WASHINGTON – Maryland has seen a “dramatic” increase in the income gap between its richest and poorest families over the past two decades, despite the relative prosperity of the period.
A report by the Maryland Budget and Tax Policy Institute said that while the average annual income for the richest 20 percent of Maryland families grew by $42,780 from the late 1970s to the late 1990s, income growth for the poorest 20 percent of families was only $350 during the same period. In both cases, the figures were reached after accounting for inflation.
“It’s clear that while Maryland, which like the nation has recorded a huge surplus, there is no uniformity in its distribution,” said Steve Hill, director of the non-profit, non-partisan institute. “This is an alarming trend and it clearly shows that not everyone is sharing in the prosperity.”
Geert Ridder, a Johns Hopkins University economics professor, attributes the “decrease or the stagnation of income levels” for the poorest state families to two factors: A “striking shift” from manufacturing to a service-based economy and an increasing tendency to restrict lucrative stock options to the highest earners.
“In Maryland, like in other states, we have seen a steady replacement of manufacturing jobs by the lesser-paid service-industry jobs,” said Ridder. “This has had drastic effects on the labor market, where the better-paid manufacturing jobs that require highly qualified personnel are replaced by service-industry jobs that require less qualifications.”
Ridder said the “steady influx of…service-based jobs has restricted the growth of the poorer 20 percent of the society.”
The Maryland Department of Labor, Licensing and Regulation said that while the state added 664,429 new jobs from 1979 to 1999, the number of workers in the manufacturing sector fell by 71,138. Service-industry jobs grew by 426,210 in the same period.
The state had 765,923 service jobs in 1999, almost one-third of the total 2.3 million workers in the state, while the 176,852 manufacturing jobs accounted for just over 7.5 percent of the total.
At the same time, said Ridder, there has been a “drastic increase” in the average income of the richest 20 percent, as companies restrict stock options to those in high positions and limit others to traditional sources of compensation “like wages and profit sharing.”

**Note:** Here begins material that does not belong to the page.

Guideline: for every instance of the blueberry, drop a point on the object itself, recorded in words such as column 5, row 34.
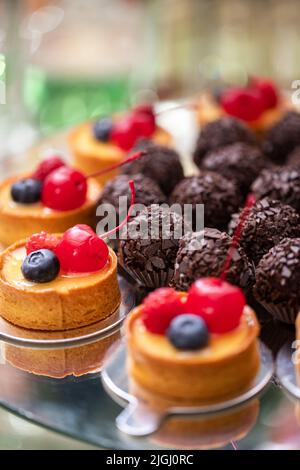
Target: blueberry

“Stock options, which are an enormous source for income, is now confined mainly to the rich. And with the kind of growth the stock markets have witnessed…it’s pretty clear as to why the richest 20 percent have got much richer,” Ridder said.
David Brunori, contributing editor to State Tax Notes magazine, attributed the widening income disparities to the “failure of the state and the nation” to keep pace with economic shifts that “have erased the manufacturing jobs and replaced them with jobs in the high-tech, biotech and service industry.”
“The problem here is that the poorest 20 percent of the society is not qualified enough to occupy those jobs offered by the high-paying technology sector,” he said. “They thus flock to the service industry where the pay is far less when compared to the hot technology jobs in the market.”
Brunori, who is also a professor of state and local taxes at the George Washington University Law School, suggested that Maryland should take the initiative and adopt public services that cater to the needs of the technology sector. Enhancing computer literacy, he said, should be a fundamental step in that direction.
“The state has to set up a ‘business-friendly’ environment and educate the public so that they can take on the hot jobs that are in the market,” he said. “Maryland has made positive inroads into the bio-tech sector but is lagging behind, especially compared to states like Virginia, in attracting high-tech companies.”
Officials at the Maryland Department of Business and Economic Development argue that the state has been successful in attracting high-tech companies and that it has adopted many initiatives to get those companies the workers they need.
“People get distracted when comparing Maryland to Virginia in terms of the number of high-tech companies in the two states,” said Vernon Thompson, assistant secretary for regional development at DBED. “Virginia may have companies that have bigger names, but Maryland has an equal amount of companies investing here.”
Thompson added that the state has allotted “millions of dollars” toward such efforts.
“One such program, the Maryland Applied Information Technology Initiatives, funds state educational institutions with $5 million annually to expand their capacity to serve IT (information technology) students,” he said. “We also provide scholarships and allocate funds for the advancement of technology centers in the state.”
But Hill said the state should first adopt programs that directly benefit lower-income people.
“To start with, the state should provide health insurance to the poorer sections of the society,” he said. “That will be a real relief on the financial burden on these people. There is a lot that the state can do in this regard.”